Lilac mendongakkan kepala saat dirasa air matanya hampir jatuh. Ia biarkan bu Aini memijat pelan bahunya yang lama memikul beban anak pertama. Jika diingat lagi, Lilac kembali menyalahkan diri saat hubungan keluarganya tak mampu ia selamatkan. Bukankah anak pertama harusnya berani mengambil resiko? Bukankah anak pertaman harus bisa bersikap tegas? Bukankah anak pertama juga bisa menjadi pelindung saat kepala keluarga yang ia harapkan bisa membawa kebahagiaan bagi keluarga justru membuangnya serta sang ibu dan adik?

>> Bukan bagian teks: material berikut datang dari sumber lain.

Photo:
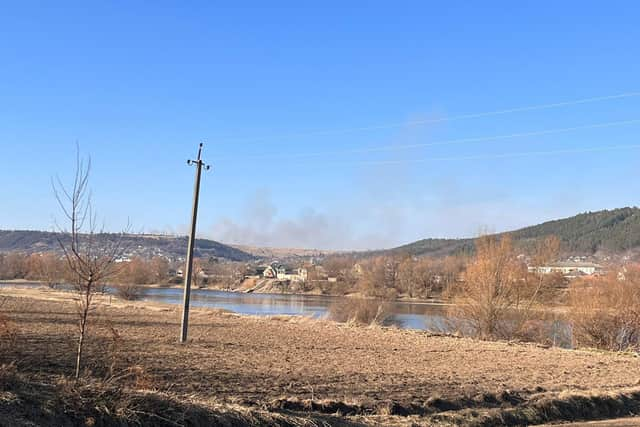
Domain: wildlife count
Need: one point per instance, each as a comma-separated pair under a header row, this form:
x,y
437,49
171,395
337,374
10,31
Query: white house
x,y
569,268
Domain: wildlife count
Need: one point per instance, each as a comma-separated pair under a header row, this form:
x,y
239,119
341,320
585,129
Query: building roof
x,y
574,264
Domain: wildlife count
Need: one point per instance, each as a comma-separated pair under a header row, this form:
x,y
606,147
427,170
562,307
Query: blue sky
x,y
288,97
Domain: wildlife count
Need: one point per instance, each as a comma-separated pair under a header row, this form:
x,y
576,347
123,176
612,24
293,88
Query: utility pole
x,y
192,238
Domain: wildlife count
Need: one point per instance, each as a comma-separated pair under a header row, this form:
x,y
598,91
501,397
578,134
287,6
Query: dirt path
x,y
253,361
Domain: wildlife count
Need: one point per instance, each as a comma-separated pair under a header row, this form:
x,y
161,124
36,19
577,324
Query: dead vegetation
x,y
360,311
249,370
605,311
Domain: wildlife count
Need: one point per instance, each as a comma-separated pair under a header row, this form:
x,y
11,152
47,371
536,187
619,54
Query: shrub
x,y
360,311
605,312
130,292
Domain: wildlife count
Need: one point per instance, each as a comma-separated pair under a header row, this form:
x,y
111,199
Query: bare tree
x,y
492,292
47,267
90,255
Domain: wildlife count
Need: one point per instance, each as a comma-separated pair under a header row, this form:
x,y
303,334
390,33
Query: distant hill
x,y
143,245
608,231
284,254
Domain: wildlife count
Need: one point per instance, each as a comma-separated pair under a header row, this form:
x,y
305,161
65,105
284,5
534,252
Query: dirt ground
x,y
255,361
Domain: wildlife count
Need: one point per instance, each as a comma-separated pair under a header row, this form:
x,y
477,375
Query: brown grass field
x,y
291,371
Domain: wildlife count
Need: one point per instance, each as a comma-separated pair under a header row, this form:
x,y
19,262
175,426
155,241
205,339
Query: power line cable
x,y
437,120
494,156
388,148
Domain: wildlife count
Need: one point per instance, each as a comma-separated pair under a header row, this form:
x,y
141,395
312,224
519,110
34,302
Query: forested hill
x,y
610,231
143,245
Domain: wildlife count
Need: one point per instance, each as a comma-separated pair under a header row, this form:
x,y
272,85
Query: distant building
x,y
569,268
281,272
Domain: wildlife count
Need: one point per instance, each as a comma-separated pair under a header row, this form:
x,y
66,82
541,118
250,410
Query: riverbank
x,y
301,366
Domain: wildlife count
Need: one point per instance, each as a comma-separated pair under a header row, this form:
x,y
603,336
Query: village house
x,y
568,268
281,272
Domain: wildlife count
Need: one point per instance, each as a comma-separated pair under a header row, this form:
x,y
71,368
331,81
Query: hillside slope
x,y
608,231
138,244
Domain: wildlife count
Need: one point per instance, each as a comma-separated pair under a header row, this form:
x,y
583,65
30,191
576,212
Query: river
x,y
403,314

"Ibu, boleh saya minta tolong ibu untuk keluar? Biar saya selesain in mandinya sendiri aja?" Ucap Lilac saat ia rasa butuh waktu sendiri ketika moodnya sedang tidak baik-baik saja seperti saat ini.
"Iya manis. Ibu keluar ya? Kalau butuh sesuatu panggil ibu ya?"
Lilac hanya mengangguk dan kembali menundukkan kepala saat merasakan usapan halus dirambutnya. Ah, iya jadi rindu ibunya dirumah. Yang bisa ia harapkan saat ini hanyalah, semoga semua kejadian diluar nalar ini cepat berakhir. Ia benar-benar hanya ingin hidup dengan tenang. Dann saat pintu kamar mandi kembali tertutup, Lilac meloloskan isakan kecil dan berharap kamar mandi itu kedap suara. Ia semakin muak dengan hidupnya.